Communication - Part 4: What’s it all about and How to Enhance it

Learn to create a sense of “us against the problem” rather than a “me against you” mentality!

At this point, you might be ready to move on from communication and we’ll definitely get there, but one more round is due before switching topics. Feel free to look back on Parts 1, 2, and 3 if needed [INSERT HYPERLINKS], but for now we are going to wrap up in part 4. If you’ll recall, we covered The Four Horsemen according to the Gottman Institute, which describe criticism, contempt, defensiveness, and stonewalling as they occur within relationships. Let’s now turn our attention to address how to repair these culprits as they appear in communication.

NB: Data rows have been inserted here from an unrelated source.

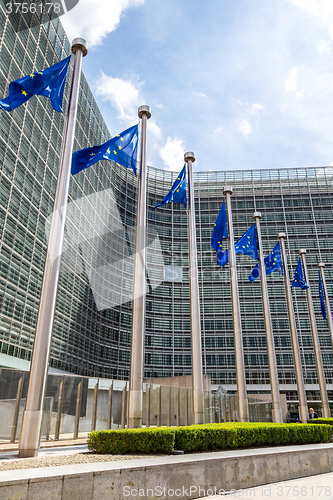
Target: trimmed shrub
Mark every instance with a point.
(206, 437)
(244, 435)
(115, 442)
(327, 421)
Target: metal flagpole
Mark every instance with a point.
(238, 337)
(276, 399)
(32, 416)
(135, 398)
(316, 345)
(321, 266)
(197, 375)
(302, 409)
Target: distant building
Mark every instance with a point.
(92, 328)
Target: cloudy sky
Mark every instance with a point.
(245, 84)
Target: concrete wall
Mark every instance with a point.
(168, 477)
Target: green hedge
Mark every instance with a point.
(221, 436)
(327, 421)
(206, 437)
(151, 440)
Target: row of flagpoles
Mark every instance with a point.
(250, 244)
(123, 150)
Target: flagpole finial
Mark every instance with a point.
(144, 110)
(189, 156)
(80, 43)
(227, 189)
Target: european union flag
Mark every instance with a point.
(220, 230)
(298, 280)
(50, 83)
(246, 244)
(122, 149)
(177, 193)
(222, 258)
(272, 263)
(322, 298)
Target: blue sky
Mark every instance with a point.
(245, 84)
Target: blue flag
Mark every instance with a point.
(246, 244)
(272, 263)
(298, 280)
(122, 149)
(322, 298)
(220, 230)
(50, 83)
(222, 258)
(177, 193)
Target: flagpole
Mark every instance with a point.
(276, 399)
(302, 409)
(139, 286)
(236, 316)
(32, 416)
(197, 374)
(321, 266)
(316, 345)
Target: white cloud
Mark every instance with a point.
(244, 127)
(123, 95)
(325, 47)
(95, 20)
(172, 153)
(318, 8)
(247, 116)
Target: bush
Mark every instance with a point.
(243, 435)
(151, 440)
(206, 437)
(327, 421)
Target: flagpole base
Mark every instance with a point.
(30, 439)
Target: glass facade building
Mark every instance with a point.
(92, 327)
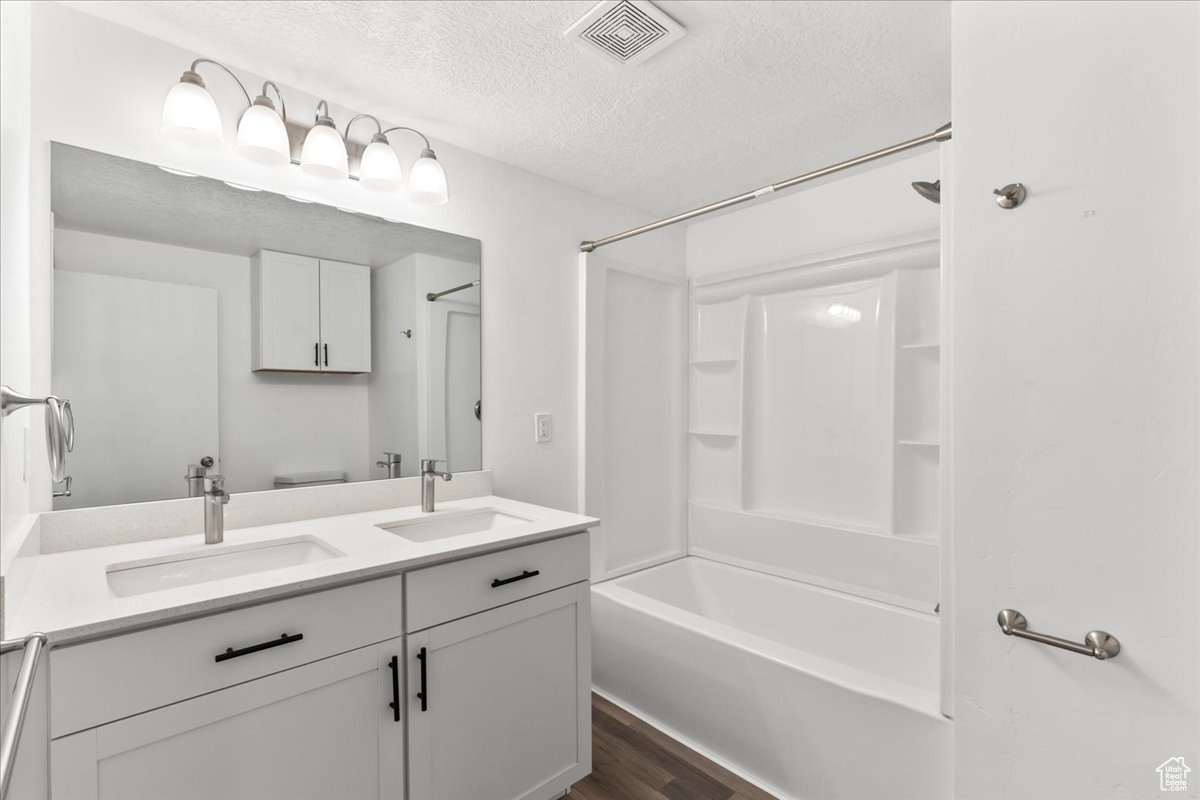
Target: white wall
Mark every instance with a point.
(529, 228)
(1075, 385)
(820, 217)
(267, 420)
(391, 391)
(139, 359)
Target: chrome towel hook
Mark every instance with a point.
(59, 426)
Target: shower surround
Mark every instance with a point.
(804, 614)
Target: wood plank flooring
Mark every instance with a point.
(633, 761)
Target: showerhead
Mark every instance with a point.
(931, 192)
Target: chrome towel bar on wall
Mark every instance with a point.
(15, 714)
(59, 427)
(1098, 644)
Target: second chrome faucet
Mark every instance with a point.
(429, 473)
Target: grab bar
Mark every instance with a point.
(13, 721)
(1098, 644)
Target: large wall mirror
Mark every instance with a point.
(205, 328)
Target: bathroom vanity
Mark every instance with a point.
(420, 655)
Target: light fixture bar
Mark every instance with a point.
(940, 134)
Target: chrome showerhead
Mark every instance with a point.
(931, 192)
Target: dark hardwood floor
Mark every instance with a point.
(633, 761)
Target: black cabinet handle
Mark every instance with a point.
(256, 648)
(523, 576)
(424, 695)
(394, 666)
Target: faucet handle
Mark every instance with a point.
(214, 485)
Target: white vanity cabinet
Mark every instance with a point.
(321, 731)
(297, 698)
(306, 697)
(499, 701)
(309, 314)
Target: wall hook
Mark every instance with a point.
(1011, 196)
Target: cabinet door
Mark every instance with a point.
(503, 710)
(287, 305)
(321, 731)
(345, 317)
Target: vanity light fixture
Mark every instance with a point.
(191, 115)
(262, 133)
(324, 149)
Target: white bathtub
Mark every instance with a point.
(811, 693)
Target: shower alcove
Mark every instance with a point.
(814, 441)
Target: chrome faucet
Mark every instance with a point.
(215, 498)
(429, 471)
(391, 464)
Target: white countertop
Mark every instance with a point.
(69, 597)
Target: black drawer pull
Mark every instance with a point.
(523, 576)
(255, 648)
(424, 695)
(394, 666)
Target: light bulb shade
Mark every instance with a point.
(379, 168)
(263, 137)
(324, 154)
(427, 181)
(190, 115)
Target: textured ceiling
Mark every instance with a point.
(101, 193)
(755, 92)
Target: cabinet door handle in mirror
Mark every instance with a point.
(394, 666)
(255, 648)
(424, 695)
(523, 576)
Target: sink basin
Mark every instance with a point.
(453, 523)
(201, 566)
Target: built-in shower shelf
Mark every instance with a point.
(714, 362)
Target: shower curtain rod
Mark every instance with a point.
(940, 134)
(433, 295)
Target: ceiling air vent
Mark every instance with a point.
(625, 31)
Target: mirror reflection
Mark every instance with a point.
(202, 328)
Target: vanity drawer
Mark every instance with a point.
(439, 594)
(99, 681)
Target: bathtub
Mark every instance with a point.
(808, 692)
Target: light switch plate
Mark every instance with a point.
(541, 427)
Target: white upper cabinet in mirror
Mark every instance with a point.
(291, 343)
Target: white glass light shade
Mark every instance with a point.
(262, 136)
(190, 115)
(379, 168)
(427, 181)
(324, 154)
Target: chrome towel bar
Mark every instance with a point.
(15, 717)
(1098, 644)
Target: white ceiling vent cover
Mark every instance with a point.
(625, 31)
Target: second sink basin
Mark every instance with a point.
(453, 523)
(201, 566)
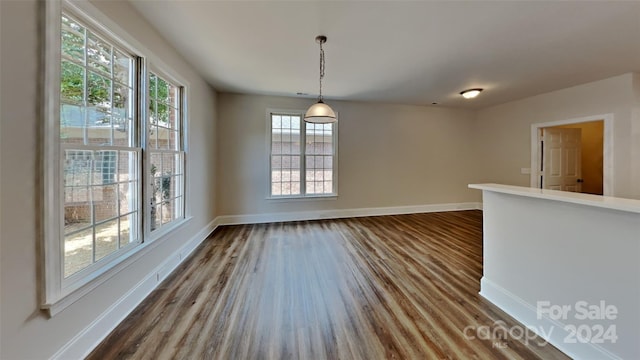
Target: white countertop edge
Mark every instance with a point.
(607, 202)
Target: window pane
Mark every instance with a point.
(99, 54)
(178, 212)
(77, 214)
(122, 67)
(167, 211)
(128, 229)
(106, 238)
(99, 91)
(101, 200)
(162, 94)
(71, 83)
(128, 198)
(78, 251)
(166, 169)
(106, 208)
(155, 217)
(72, 39)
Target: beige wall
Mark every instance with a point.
(388, 155)
(504, 131)
(26, 332)
(592, 154)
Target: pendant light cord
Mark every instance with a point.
(321, 69)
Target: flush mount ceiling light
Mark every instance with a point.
(471, 93)
(320, 113)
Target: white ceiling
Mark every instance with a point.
(399, 51)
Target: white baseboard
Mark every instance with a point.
(553, 331)
(343, 213)
(85, 341)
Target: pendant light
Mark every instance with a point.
(320, 113)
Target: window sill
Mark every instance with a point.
(110, 269)
(302, 198)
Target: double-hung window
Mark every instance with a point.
(302, 157)
(99, 147)
(114, 154)
(166, 152)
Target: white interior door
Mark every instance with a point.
(562, 159)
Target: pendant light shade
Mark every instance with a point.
(320, 113)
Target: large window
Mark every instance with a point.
(303, 157)
(114, 153)
(99, 147)
(166, 152)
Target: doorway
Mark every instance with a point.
(576, 155)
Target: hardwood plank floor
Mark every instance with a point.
(389, 287)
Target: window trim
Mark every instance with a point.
(182, 101)
(55, 294)
(303, 167)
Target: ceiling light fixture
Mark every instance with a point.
(320, 113)
(471, 93)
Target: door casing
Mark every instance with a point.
(607, 149)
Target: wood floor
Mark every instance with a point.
(390, 287)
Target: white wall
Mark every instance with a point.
(503, 132)
(388, 156)
(26, 332)
(565, 253)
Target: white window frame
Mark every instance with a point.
(303, 184)
(152, 68)
(57, 294)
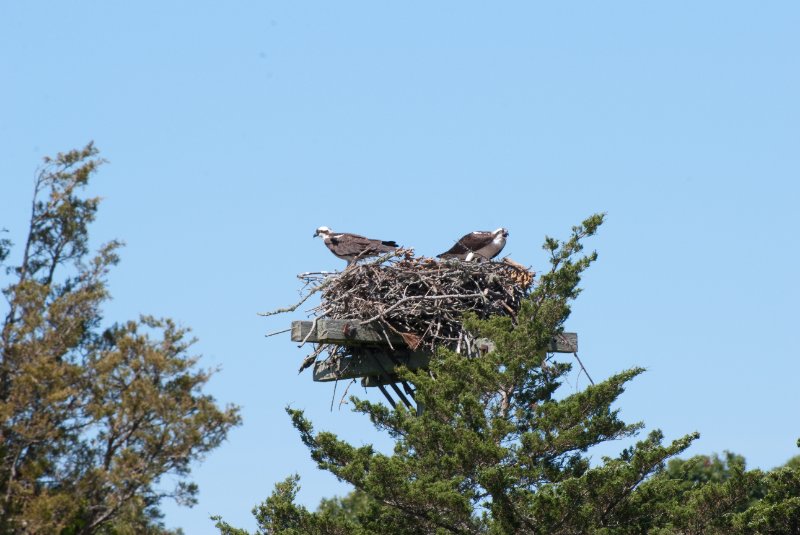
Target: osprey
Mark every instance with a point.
(352, 247)
(479, 245)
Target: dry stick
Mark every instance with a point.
(584, 369)
(342, 401)
(278, 332)
(333, 396)
(417, 298)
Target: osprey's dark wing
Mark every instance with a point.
(355, 246)
(468, 243)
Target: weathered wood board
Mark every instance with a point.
(352, 333)
(371, 357)
(368, 362)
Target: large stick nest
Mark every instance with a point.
(422, 299)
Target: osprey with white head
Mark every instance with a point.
(479, 245)
(352, 247)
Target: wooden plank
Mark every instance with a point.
(349, 332)
(366, 362)
(341, 332)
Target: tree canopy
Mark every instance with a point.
(499, 449)
(92, 416)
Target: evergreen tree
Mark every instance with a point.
(90, 418)
(497, 451)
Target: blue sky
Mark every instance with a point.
(234, 129)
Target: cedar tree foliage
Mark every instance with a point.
(91, 418)
(496, 451)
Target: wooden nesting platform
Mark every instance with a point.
(372, 359)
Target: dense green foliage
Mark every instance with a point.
(91, 418)
(497, 451)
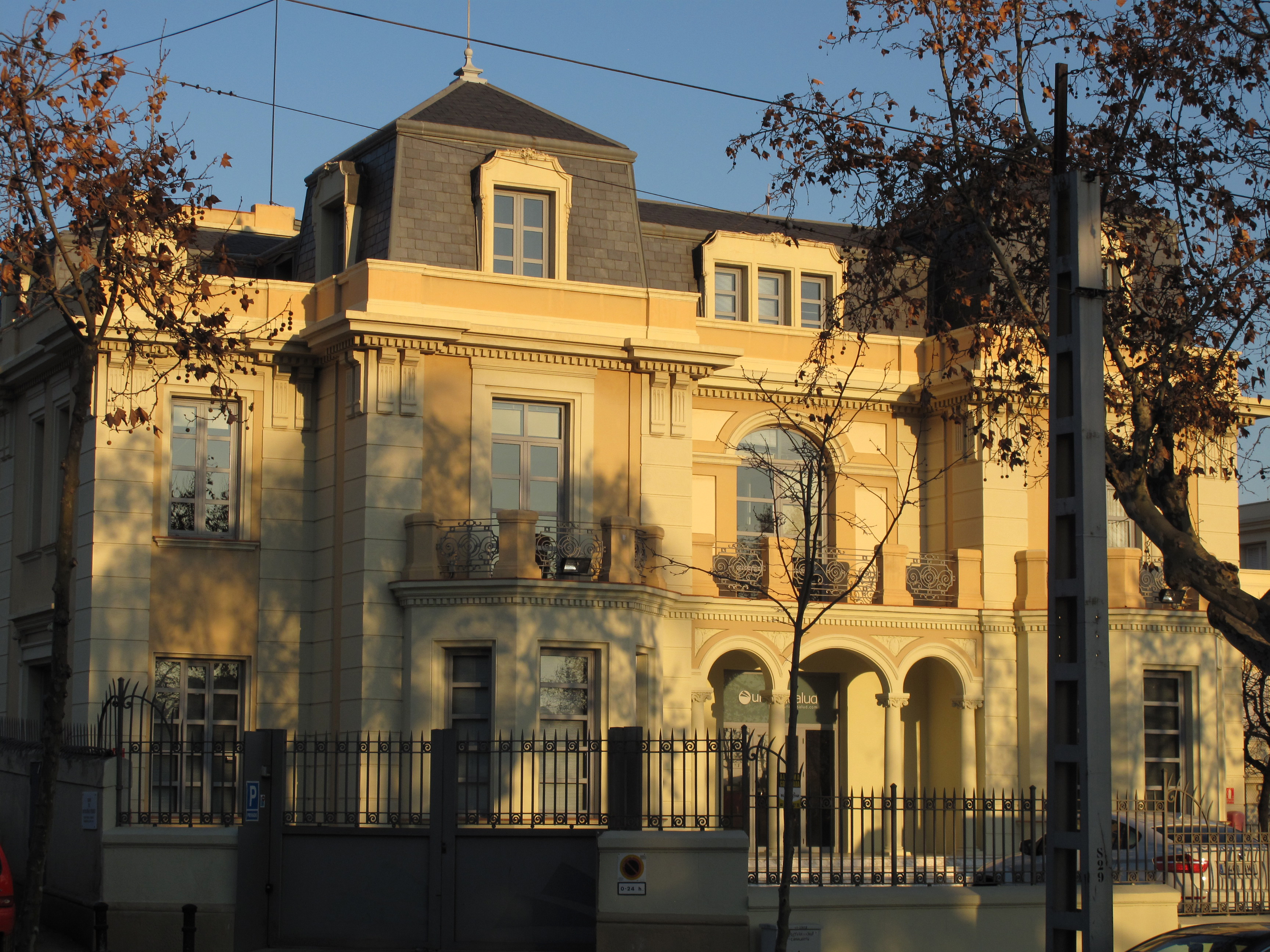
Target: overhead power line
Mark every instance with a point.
(198, 26)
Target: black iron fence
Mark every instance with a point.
(169, 774)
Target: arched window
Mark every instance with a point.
(771, 488)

First up, criticism: the weaponized attack on our partner’s character. If this Horseman shows up, you can repair this behavior by describing your feelings. So, instead of saying “You’re lazy and you never help out!”, try to rephrase it with how you feel. For example, “It frustrates me when you don’t take out the trash because I thought we had agreed on who is responsible for what chores. I really need help around the house, please.” By utilizing the previously learned I-Statements, we effectively create what The Gottman Institute calls a softened start-up (Lisitsa, n.d.). These softened start-ups take away the corrosive blame, negativity, and judgment to promote positive expressions of needs.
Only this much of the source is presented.